Experiment in Passive Habitat
Rehabilitation, Lower Missouri River
Robert B. Jacobson and Mark S. Laustrup
U.S. Geological Survey, 4200 New haven Road, Columbia, MO 6520,
573-876-1844, robb_jacobson@usgs.gov
Raymond E. Arvidson and Curt S. Niebur
Dept of Earth and Planetary Sciences, Washington University, St
Louis, MO 63130
The "Great Flood" of July 1993 broke
through levees on the Missouri River at Lisbon Bottom near Glasgow,
Missouri. Subsequent large floods in 1995 and 1996 eroded more of the
Bottom and connected levee- break scours to form a 3-kilometer
since-channel chute.

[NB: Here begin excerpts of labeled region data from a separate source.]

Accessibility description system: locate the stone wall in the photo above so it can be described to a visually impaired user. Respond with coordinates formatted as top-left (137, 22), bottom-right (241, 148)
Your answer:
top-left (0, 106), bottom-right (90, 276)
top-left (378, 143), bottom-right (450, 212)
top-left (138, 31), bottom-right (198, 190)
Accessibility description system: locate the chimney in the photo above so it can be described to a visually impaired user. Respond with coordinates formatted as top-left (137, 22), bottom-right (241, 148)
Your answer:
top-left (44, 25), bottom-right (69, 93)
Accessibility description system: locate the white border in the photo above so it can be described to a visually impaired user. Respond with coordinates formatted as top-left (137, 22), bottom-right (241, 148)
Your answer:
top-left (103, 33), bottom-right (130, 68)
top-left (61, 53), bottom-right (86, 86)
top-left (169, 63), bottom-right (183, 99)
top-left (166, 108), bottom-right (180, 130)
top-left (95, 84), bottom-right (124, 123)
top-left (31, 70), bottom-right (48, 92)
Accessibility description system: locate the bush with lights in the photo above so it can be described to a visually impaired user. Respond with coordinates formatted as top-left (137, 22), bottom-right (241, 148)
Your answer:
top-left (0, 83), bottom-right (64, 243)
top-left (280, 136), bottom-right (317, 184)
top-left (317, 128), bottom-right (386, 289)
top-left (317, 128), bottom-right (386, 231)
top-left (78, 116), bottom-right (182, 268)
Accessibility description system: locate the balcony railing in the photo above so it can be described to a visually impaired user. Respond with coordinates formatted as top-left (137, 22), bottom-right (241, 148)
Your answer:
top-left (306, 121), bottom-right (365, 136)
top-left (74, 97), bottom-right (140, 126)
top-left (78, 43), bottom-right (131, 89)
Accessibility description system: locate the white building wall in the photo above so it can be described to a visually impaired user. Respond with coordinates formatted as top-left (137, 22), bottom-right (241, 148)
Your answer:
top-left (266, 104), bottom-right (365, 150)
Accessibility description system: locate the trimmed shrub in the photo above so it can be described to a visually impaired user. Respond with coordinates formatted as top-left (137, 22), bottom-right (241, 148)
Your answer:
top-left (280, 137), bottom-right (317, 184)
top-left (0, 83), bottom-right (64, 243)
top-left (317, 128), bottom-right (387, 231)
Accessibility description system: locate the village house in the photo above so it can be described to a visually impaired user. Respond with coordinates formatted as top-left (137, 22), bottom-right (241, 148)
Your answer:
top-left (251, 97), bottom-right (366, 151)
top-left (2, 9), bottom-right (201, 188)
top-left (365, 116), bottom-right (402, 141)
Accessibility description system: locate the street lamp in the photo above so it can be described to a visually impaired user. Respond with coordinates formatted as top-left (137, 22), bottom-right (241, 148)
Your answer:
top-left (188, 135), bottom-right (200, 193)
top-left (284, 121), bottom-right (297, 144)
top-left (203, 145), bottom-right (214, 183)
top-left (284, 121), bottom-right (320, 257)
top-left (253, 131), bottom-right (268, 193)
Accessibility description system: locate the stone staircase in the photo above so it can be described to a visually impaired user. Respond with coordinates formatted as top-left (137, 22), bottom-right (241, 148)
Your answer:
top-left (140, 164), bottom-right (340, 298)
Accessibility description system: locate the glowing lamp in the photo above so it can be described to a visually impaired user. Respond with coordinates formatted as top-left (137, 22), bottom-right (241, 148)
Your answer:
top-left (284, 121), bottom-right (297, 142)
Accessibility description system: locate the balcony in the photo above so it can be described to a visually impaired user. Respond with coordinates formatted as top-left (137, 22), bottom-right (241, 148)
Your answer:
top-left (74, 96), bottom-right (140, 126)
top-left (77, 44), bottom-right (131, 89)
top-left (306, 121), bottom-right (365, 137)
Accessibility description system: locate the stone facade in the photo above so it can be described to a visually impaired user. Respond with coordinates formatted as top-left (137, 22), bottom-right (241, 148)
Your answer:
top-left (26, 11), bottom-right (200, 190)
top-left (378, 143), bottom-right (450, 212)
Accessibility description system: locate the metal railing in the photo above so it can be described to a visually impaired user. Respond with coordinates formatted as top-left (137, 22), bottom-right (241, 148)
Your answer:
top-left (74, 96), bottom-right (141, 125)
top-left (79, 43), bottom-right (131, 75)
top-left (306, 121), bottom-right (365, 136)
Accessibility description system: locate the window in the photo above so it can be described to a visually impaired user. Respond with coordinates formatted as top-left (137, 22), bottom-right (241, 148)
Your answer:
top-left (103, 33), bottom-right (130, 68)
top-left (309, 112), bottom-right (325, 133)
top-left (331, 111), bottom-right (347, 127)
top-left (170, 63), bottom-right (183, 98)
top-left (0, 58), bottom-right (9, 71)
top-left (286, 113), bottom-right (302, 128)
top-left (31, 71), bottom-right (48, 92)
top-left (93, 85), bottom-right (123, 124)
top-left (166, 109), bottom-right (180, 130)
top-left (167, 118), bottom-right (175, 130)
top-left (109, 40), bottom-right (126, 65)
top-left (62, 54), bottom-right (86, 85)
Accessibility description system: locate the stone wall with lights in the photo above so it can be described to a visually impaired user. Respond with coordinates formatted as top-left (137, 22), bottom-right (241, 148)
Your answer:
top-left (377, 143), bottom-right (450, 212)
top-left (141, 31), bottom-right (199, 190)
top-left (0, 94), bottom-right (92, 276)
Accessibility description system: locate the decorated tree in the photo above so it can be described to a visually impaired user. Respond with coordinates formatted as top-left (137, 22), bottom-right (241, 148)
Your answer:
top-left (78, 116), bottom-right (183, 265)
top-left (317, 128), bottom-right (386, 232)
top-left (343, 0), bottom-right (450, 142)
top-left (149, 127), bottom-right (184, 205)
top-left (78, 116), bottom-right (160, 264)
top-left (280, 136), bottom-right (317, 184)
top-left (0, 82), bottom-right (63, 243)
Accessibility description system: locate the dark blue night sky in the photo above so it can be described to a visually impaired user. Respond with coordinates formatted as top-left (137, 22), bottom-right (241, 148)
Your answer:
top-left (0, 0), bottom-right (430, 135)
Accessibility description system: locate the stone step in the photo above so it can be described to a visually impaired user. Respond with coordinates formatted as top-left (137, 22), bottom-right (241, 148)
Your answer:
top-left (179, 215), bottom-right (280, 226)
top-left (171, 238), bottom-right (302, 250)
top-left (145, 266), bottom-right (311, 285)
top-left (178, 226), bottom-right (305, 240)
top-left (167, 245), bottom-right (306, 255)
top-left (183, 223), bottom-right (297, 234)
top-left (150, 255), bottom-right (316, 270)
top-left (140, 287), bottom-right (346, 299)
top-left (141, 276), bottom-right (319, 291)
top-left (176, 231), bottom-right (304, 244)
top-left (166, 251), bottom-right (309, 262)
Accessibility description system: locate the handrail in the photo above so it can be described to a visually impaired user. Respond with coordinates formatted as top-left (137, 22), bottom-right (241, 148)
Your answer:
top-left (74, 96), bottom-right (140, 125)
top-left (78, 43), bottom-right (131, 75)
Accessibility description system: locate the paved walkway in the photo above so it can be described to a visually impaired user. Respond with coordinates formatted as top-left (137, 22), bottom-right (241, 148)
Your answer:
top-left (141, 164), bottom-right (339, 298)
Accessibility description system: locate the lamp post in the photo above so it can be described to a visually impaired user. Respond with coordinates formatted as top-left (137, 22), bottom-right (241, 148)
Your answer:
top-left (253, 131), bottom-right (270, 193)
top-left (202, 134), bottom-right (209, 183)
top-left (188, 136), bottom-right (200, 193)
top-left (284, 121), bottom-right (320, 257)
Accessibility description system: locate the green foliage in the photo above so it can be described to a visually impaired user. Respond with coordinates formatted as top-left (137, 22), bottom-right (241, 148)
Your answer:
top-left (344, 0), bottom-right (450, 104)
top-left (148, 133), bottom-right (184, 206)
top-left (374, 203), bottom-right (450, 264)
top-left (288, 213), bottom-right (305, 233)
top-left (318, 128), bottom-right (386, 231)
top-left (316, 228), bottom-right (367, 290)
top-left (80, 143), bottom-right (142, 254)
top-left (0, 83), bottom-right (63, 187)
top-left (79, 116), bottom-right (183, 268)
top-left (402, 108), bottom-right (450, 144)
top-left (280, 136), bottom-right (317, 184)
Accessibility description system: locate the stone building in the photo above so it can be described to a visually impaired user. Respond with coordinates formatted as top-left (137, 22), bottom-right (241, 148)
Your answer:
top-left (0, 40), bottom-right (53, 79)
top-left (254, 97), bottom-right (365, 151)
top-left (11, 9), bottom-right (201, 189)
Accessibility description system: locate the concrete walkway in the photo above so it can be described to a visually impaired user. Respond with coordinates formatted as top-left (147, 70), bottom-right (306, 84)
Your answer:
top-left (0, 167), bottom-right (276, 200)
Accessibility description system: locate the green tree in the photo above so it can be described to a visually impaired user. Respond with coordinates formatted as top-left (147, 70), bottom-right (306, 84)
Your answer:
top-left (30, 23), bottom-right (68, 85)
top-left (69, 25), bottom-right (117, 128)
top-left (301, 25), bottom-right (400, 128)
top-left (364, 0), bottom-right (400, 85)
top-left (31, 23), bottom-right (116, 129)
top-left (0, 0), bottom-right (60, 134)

The chute has attracted considerable interest
because of the hazard it poses to barge navigation and because of its
potential value as fish and wildlife habitat. The chute also has many
similarities to highly engineered side-channel rehabilitation projects
on the lower Missouri River. However, unlike engineered rehabilitation
projects, the Lisbon Bottom chute has been allowed to erode and
deposit freely and create natural side-channel habitats. As such, the
Lisbon Bottom chute provides a field experiment in passive,
minimum-cost flood-plain rehabilitation. Repeated mapping of the
chute, its bathymetry, substrate, and velocity distributions indicate
that it is evolving from a narrow, fast channel toward a wide, shallow
channel similar to chutes that existed before extensive channelization
of the Missouri River. Concurrently, sinuosity has increased, although
not enough to decrease the channel slope to that of the main channel.
Bathymetric, bed-classification, and acoustic Doppler velocity data
indicate that the naturally evolving chute provides habitats that are
not well represented in the main channel.